The incenter: angle bisectors and the inradius connection
The incenter is constructed at the intersection of the three internal angle bisectors of a triangle. Its defining property — equidistant from all three sides — means that the perpendicular distance from the incenter to any side equals the inradius. This is the starting point for a family of YÖS problems that combine angle bisector properties with area formulas.
The area of any triangle can be expressed as the semiperimeter multiplied by the inradius: Area = r × s, where r is the inradius and s is the semiperimeter (half the perimeter). For a triangle with sides of lengths a, b, and c, the semiperimeter is s = (a + b + c) / 2. When a YÖS problem provides the side lengths and asks for the inradius or the distance from the incenter to a vertex, this formula is the most direct route — but it is often overlooked by candidates who attempt to solve the problem using angle bisector ratios alone.

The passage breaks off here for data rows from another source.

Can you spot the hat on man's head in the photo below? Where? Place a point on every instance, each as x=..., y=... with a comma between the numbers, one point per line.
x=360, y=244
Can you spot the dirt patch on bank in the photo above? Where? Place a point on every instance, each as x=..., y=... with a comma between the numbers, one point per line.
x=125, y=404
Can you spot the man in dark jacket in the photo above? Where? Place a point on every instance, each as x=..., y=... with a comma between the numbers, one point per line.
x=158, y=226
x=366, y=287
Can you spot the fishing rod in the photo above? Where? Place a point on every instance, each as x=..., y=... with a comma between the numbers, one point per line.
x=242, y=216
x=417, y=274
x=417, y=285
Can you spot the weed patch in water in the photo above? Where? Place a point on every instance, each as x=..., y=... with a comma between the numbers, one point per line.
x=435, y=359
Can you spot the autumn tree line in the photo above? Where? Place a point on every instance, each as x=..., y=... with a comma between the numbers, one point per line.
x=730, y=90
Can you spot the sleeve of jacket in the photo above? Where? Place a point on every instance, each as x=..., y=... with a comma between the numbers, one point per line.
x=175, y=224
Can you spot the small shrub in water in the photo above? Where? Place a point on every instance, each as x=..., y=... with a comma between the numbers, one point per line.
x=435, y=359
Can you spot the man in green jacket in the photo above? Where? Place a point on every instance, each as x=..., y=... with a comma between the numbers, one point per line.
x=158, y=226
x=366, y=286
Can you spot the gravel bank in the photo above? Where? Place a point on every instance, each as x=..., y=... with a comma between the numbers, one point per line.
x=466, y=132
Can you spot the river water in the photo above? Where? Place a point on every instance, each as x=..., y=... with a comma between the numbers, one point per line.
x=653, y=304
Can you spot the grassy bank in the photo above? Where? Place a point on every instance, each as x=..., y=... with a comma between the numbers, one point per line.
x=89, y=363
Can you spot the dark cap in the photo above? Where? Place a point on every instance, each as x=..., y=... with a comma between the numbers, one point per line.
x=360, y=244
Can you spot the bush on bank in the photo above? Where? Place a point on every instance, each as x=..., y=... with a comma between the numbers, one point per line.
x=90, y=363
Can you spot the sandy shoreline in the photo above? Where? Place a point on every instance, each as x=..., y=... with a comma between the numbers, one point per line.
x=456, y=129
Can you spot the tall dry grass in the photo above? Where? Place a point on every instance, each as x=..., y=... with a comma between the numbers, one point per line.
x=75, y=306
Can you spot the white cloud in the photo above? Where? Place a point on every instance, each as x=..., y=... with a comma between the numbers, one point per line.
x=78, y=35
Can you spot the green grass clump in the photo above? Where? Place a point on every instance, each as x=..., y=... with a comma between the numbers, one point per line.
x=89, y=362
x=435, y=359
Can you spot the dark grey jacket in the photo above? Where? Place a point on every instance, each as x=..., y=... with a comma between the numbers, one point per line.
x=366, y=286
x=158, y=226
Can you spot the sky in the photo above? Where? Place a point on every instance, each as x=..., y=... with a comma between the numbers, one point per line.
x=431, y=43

Angle bisector length and its formula
The internal angle bisector of angle A divides the opposite side BC into segments proportional to the adjacent sides: BD / DC = AB / AC. This is the Angle Bisector Theorem, and it applies to the incenter as a special case since the incenter lies on every angle bisector. YÖS problems involving the incenter frequently give two side lengths and a ratio on the opposite side, then ask for a third side length or an angle. The Angle Bisector Theorem combined with the semiperimeter-inradius relationship gives candidates two independent tools for the same problem family — checking which tool the problem invites based on the given quantities.
Common incenter problem disguises
A typical YÖS incenter problem might read: "The internal bisector of angle A meets side BC at point D. If AB = 8, AC = 6, and BD = 12, find DC." The Angle Bisector Theorem immediately gives DC = 9. No diagram of the incenter is needed — the theorem applies as soon as an angle bisector and the two adjacent sides are mentioned. Other problem variants mention an incircle (the circle tangent to all three sides with centre at the incenter) and ask for a length, area, or angle. In such cases, the inradius property is the entry point.